Harry and Meghan appear to be motivated by public relations.  Photo / Supplied
Harry and Meghan appear to be motivated by public relations. Photo / Supplied

They have some form on that front. In August of last year, they participated in a back-to-school charity event taking their personal photographer with them to film them doing good. Go back to September of last year and the couple went to a preschool in Los Angeles to plant forget-me-nots to mark the anniversary of Diana, Princess of Wales’ death, and they had once again had a photographer in tow. .

In November, on Remembrance Day, they visited Commonwealth War Graves and, what do you know! They also had a photographer’s tag.

The Sussexes clearly want to make the world a better place, but they also seem to want everyone to pay special and appreciative attention to them doing it, too.

All of this goes against the royal example where duty and service are the reigning principles. Sure, good media coverage for the Windsor Benefactors’ House is crucial to their fight for public support, but that’s not what prompts the remaining HRHs to get up in the morning, throw in a cup of Earl Gray and get over there.

Diana used to walk out of Kensington Palace and kiss the less fortunate with the press – but she has also, on countless occasions, visited hospital wards and homeless shelters to rescue those in need. were in pain and she did so without expecting anyone. praise or applause.

In February, when Harry was forced to relinquish his honorary military titles and official sponsorships, the Sussexes said in a statement that “service is universal”. Although crudely delivered, the sentiment remains true.

But now Harry and Meghan have to spend less time telling the world how great a service they are and moving on.

Harry and Meghan and their Archewell Foundation are unequivocally doing a lot of good things, but today’s Time coverage also reveals that in the Sussex world, service also equates to enjoying big shining golden stars and lots of beauty. advertisement to start.

Beyond that, this cover also reads as a pretty brutal attempt to redefine oneself once and for all after the Megxit as weight figures on the world stage.

On some level, this makes sense. Harry has long been considered the royal joker, the cheeky type who loved a pint and was always up for a laugh. Meghan was a former Deal or No Deal briefcase who found success on a cable TV show and spent her spare time hosting a lifestyle blog and building her humanitarian credibility.

Now, having escaped the royal yoke and without an official platform to perch on, they seem desperate to establish their philanthropic bona fides and be accepted into the Michelle Obama / Bono / Bill Gates charity stratosphere.

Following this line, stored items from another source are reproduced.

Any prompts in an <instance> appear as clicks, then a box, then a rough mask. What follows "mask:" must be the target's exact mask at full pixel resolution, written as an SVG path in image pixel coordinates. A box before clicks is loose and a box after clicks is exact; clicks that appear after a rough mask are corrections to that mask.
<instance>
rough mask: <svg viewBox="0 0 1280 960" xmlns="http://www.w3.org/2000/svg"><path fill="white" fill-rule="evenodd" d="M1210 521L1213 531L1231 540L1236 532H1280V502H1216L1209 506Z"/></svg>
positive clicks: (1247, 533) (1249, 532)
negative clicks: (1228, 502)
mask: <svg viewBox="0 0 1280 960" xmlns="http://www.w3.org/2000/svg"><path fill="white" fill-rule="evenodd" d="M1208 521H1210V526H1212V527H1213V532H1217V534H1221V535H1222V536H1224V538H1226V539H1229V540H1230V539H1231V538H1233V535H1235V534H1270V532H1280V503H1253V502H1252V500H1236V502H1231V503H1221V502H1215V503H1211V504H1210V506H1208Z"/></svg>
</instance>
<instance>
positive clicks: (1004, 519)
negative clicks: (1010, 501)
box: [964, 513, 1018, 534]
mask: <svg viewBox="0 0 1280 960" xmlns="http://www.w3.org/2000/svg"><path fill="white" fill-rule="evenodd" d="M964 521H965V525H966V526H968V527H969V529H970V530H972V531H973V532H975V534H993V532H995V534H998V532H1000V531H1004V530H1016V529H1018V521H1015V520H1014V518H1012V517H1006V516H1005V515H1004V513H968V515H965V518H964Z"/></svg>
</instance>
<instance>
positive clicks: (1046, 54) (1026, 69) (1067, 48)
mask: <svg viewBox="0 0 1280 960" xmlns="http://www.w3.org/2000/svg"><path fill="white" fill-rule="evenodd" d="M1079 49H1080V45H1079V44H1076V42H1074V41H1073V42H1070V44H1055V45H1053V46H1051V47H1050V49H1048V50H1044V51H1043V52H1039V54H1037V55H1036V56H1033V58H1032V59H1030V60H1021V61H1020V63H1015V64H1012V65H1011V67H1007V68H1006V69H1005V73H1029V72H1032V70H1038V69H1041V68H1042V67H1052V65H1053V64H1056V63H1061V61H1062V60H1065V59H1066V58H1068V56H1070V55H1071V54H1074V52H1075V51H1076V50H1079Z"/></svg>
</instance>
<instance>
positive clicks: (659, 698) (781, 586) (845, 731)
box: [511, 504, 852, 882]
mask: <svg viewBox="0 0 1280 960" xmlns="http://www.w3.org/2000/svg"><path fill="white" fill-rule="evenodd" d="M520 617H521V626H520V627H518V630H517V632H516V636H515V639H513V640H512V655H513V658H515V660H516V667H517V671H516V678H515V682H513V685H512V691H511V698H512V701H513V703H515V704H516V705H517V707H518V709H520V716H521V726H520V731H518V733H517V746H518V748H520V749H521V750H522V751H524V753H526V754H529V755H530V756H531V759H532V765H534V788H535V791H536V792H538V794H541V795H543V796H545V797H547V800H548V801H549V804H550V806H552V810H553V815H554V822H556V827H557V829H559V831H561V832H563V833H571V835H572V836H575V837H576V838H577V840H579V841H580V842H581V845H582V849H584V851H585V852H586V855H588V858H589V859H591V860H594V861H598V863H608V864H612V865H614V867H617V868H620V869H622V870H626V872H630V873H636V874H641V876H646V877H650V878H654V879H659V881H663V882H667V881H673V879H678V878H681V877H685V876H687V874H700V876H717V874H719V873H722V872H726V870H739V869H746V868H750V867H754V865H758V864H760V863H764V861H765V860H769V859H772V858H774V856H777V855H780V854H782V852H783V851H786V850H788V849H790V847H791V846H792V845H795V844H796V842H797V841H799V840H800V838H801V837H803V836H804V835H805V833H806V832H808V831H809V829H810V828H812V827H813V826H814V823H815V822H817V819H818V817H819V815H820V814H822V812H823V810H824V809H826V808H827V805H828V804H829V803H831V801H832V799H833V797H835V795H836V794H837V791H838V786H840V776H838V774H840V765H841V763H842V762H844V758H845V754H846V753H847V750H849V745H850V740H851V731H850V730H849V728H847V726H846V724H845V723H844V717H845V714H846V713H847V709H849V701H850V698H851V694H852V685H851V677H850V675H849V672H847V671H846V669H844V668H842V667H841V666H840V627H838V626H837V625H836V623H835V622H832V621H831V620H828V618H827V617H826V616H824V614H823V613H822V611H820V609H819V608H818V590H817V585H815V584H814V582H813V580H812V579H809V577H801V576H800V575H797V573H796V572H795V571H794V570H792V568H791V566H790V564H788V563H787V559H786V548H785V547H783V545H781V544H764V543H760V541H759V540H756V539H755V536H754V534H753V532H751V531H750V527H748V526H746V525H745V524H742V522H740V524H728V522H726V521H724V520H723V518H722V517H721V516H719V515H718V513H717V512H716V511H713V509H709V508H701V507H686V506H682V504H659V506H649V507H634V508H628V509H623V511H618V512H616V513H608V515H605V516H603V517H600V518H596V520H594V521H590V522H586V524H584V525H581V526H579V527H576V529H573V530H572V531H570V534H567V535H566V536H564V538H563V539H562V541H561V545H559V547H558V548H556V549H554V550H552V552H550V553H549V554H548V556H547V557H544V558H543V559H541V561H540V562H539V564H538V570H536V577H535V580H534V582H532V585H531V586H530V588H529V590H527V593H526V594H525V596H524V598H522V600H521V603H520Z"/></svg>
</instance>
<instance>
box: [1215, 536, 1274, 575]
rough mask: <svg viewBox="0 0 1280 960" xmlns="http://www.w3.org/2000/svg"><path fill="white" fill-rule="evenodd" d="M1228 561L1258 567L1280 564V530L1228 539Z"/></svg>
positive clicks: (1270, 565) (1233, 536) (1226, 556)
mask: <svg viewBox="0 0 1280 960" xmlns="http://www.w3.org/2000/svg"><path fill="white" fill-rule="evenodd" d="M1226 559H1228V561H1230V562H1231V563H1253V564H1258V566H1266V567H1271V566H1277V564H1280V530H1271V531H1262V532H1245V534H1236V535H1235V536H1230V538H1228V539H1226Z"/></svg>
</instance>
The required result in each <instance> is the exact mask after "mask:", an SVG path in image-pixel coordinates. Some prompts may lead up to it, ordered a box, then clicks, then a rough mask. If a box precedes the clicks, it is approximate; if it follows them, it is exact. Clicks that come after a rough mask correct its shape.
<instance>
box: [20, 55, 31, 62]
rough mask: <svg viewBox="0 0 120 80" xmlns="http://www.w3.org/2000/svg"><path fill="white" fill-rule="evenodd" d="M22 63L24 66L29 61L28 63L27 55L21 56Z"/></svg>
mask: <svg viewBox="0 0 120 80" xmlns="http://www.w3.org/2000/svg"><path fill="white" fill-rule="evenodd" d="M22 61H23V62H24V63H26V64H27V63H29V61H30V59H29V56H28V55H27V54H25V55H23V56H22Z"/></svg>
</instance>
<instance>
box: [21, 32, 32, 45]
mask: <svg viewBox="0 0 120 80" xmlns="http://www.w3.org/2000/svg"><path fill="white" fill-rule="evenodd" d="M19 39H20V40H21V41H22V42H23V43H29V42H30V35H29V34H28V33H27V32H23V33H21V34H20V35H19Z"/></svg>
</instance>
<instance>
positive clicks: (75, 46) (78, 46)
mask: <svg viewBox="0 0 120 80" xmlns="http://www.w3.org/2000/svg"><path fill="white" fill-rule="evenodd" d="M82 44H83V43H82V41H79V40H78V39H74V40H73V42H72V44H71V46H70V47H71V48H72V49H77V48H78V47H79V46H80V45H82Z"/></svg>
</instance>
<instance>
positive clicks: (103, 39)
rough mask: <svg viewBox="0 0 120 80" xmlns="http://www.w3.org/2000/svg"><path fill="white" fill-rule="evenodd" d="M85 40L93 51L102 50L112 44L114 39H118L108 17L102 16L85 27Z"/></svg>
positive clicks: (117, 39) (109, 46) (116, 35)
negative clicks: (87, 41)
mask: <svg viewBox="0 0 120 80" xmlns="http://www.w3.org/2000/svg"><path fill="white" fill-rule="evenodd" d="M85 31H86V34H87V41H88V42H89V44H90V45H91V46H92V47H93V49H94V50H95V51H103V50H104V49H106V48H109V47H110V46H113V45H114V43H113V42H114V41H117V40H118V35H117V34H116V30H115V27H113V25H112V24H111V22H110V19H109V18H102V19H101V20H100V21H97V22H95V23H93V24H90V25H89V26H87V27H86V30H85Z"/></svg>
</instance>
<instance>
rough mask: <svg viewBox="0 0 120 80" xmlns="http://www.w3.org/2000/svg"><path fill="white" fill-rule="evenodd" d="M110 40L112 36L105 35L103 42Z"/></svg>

Perhaps the biggest takeaway from Time’s cover is that it shows the world how compelled they feel to prove and how painful their longing is, after fleeing the Royal Nest, to be. taken seriously. That is, not to be seen simply as a man born a few steps from the crown and the woman who married him.

What this cover really smacks of is insecurity – insecurity in their post-royal identities and careers.

In the 18 months since the duo abandoned their royal careers, they have spent an inordinate amount of energy (and billable hours for photographers) trying to convince the world to view and accept them as natural leaders; however, the more they try to get their point across, the more forced it all seems.

If only they would stop trying to be seen doing and just do it.

If only they could put their egos and professional anxieties aside for a while.

What someone needs to point out is that leaders come out and lead – and don’t wait for someone to give them a gold star every time they make the world a little better.

If they want to be hailed as the brightest lights of the next generation, the proof is in the tangible pudding and not in the number of retweets they can collect, Instagram likes they can rack up or Good Morning America mentions that ‘they can amass.

Daniela Elser is a royal expert and writer with over 15 years of experience working with a number of major Australian media titles.